Io speriamo che me la cavo


Io speriamo che me la cavo (1992)

réalisateur: Lina Wertmüller

scénaristes: Alessandro Bencivenni, Leo Benvenuti, Piero De Bernardi, Domenico Saverni, Lina Wertmüller; histoire inspire du roman homonyme de Marcello D’Orta

acteurs: Paolo Villaggio, Isa Danieli

synopsis: A cause d’une erreur informatique du ministère de l’Éducation, l’enseignant Marcus Tullius Sperelli (Paolo Villaggio), qui avait demandé son transfert à l’école élémentaire de Corsano, en Ligurie, près de son domicile, a été envoyé à Corzano, un village dans la province de Naples.

Il se trouve rapidement dans une situation assez délicate : la classe est compose d’une vingtaine d’enfant mais à son arrivée, il n’en trouva que trois. Il doit aller chercher une partie à leur domicile et le reste dans les rues de la ville avec des histoires de pauvreté et délinquance. L’enseignant a des problèmes considérables dans l’adaptation à la vie du stéréotype typique de la banlieue sud, à savoir l’absence totale d’organisation et de respect. Pour le travail des enfants par exemple, la directrice et épouse d’un homme  politique ne fait rien dans son école. Le concierge est le véritable chef de l’élèves et vend la craie et du papier hygiénique, en empochant des sommes importantes. Le maire ferme les yeux sur le travail des enfants.

Lorsque les enfants commencent à faire confiance à l’enseignant, et à s’y attacher, il arrive la nouvelle du transfert de leur enseignant dans le nord de l’Italie. L’ensemble de la classe, avec la directrice est a la station pour saluer l’enseignant Sperelli qui part.

note: 6 /10

Paolo Villagio incarne a 60 ans  un professeur qui essaye d’aider ses élèves, de milieu défavorisé dans la région de Naples, a bien travailler a l’école quitte a aller les chercher dans leur emploi au noir. Un rôle a contre pied de ses rôles habituels de clown dont la série des Fantocci dont seuls les deux ou trois premiers épisodes sont réussis et le reste n’est qu’une exploitation commerciale qui ne resteront  probablement pas dans les annales de la comédie italienne.

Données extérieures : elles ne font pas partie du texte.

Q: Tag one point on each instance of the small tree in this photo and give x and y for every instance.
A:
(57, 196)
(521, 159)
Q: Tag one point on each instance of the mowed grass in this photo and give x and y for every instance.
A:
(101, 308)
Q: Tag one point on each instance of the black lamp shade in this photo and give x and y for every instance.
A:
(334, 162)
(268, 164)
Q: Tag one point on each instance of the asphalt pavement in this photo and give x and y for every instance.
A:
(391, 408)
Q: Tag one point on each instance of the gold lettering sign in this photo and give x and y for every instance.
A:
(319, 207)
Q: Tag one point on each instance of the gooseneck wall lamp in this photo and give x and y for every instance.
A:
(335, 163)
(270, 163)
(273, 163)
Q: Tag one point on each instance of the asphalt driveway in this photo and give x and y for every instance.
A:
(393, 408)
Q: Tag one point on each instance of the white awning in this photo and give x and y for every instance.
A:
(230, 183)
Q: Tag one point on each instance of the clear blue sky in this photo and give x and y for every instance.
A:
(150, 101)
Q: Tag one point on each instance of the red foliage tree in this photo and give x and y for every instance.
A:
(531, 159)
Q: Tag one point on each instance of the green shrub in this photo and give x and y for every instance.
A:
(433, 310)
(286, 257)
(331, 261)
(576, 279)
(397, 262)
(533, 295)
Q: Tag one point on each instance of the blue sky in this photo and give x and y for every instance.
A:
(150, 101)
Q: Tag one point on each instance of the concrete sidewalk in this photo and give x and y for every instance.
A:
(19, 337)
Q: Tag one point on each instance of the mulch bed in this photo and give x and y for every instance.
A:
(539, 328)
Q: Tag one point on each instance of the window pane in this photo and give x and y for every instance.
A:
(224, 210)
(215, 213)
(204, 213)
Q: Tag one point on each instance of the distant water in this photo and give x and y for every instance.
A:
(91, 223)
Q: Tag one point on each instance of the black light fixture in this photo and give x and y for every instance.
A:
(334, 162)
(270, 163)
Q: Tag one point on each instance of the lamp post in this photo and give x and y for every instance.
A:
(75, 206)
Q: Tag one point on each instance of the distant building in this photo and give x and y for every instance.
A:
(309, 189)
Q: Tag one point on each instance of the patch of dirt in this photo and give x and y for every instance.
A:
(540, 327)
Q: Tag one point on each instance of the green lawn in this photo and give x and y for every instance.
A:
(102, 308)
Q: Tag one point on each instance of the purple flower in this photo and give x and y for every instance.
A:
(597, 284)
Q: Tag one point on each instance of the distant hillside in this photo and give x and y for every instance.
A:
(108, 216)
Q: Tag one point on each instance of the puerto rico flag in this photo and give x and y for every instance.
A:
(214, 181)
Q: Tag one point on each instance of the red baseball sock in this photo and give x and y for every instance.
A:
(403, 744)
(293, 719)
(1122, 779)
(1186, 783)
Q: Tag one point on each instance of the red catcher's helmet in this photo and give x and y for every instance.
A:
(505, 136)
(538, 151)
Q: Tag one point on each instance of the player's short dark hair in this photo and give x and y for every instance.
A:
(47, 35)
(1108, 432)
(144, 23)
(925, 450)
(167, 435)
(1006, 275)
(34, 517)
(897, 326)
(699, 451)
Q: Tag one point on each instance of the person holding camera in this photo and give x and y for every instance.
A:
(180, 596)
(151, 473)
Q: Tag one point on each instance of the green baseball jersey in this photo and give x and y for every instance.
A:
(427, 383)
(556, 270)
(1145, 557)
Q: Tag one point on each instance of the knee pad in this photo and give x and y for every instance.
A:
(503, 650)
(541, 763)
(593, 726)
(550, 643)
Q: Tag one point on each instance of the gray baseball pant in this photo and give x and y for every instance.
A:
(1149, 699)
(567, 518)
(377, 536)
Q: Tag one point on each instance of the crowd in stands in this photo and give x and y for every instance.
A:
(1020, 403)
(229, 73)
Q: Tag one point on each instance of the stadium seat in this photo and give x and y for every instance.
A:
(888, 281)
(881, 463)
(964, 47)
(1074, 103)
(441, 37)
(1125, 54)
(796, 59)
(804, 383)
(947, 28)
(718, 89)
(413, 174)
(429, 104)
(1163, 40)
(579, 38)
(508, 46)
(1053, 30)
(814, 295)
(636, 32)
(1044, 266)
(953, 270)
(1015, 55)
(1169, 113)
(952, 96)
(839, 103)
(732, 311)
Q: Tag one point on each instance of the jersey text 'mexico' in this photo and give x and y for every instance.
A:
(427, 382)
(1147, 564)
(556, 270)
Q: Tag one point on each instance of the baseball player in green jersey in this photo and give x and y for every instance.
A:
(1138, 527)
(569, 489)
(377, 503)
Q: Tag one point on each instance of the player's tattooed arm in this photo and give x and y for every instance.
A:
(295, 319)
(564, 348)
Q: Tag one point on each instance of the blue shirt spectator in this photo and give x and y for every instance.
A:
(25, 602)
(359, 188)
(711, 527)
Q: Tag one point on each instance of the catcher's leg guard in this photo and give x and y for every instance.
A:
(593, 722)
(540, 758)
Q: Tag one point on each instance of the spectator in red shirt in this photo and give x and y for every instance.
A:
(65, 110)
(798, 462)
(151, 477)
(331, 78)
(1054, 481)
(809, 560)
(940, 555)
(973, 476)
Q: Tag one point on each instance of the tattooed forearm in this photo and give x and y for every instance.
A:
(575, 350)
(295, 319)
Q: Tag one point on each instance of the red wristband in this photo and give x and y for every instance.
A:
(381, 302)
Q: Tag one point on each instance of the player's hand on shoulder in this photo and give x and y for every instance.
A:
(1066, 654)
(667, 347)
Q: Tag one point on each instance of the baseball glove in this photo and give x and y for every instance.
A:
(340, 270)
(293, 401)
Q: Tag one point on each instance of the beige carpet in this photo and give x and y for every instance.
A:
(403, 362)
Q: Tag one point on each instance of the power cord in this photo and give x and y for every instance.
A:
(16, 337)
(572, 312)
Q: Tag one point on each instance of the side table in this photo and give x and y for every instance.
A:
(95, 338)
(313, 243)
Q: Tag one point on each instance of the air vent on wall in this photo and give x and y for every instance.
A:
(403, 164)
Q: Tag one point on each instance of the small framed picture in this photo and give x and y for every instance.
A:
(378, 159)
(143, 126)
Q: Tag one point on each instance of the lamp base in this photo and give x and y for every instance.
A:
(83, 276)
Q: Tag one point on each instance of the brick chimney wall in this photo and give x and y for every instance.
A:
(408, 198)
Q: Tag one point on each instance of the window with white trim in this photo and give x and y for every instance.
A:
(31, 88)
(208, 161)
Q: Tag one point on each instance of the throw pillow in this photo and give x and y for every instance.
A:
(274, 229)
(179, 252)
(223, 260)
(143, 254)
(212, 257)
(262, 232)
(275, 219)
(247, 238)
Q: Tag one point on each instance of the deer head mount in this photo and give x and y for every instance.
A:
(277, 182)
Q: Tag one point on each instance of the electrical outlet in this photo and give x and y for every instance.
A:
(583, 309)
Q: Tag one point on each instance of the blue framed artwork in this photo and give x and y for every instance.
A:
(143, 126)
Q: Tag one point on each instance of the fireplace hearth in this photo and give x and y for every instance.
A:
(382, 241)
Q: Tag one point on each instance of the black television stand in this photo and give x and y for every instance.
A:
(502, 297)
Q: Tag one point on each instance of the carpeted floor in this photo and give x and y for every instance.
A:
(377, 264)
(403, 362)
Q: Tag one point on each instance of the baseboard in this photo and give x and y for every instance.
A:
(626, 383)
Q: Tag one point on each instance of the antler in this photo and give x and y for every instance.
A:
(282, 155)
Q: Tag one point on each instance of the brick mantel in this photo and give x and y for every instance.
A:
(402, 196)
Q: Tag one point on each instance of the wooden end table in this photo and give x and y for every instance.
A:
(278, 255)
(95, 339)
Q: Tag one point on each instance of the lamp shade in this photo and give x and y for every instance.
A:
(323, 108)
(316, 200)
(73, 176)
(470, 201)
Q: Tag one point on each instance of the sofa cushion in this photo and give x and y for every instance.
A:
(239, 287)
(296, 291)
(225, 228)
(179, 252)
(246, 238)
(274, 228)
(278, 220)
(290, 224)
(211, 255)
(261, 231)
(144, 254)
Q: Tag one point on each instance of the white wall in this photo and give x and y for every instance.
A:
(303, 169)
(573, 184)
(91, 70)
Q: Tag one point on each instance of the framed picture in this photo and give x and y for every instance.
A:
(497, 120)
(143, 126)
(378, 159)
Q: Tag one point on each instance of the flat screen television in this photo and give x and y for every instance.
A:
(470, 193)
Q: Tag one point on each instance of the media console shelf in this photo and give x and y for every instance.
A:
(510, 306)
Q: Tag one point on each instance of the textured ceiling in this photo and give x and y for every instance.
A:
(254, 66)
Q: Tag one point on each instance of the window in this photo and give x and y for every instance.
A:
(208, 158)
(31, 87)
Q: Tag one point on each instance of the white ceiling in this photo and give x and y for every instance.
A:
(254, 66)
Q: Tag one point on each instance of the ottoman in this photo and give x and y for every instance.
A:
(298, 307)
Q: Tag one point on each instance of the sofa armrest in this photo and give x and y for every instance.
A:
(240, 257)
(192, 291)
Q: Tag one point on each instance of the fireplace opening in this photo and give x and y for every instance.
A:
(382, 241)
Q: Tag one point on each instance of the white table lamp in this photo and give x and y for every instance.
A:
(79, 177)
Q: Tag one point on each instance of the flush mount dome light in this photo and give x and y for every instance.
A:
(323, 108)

Personnellement je trouve la réalisation assez moyenne même si les thèmes abordes sont intéressants. On a un peu l’impression de voir un téléfilm tourne assez rapidement avec des acteurs très moyens excepte quelques enfants qui s’en sortent admirablement bien. Pour les fans de Paolo Villagio c’est l’occasion de le voir dans un rôle plus inhabituel et sérieux.

Un commentaire sur “Io speriamo che me la cavo

  1. Carino, ma non memorabile come film: rimane però una discreta occasione per vedere un Paolo VIllaggio diverso dal solito, quando tentò la strada del cinema d’autore (La voce della luna di Fellini, Il segreto del bosco vecchio di Olmi, Cari fottutissimi amici di Monicelli, Denti di Salvatores).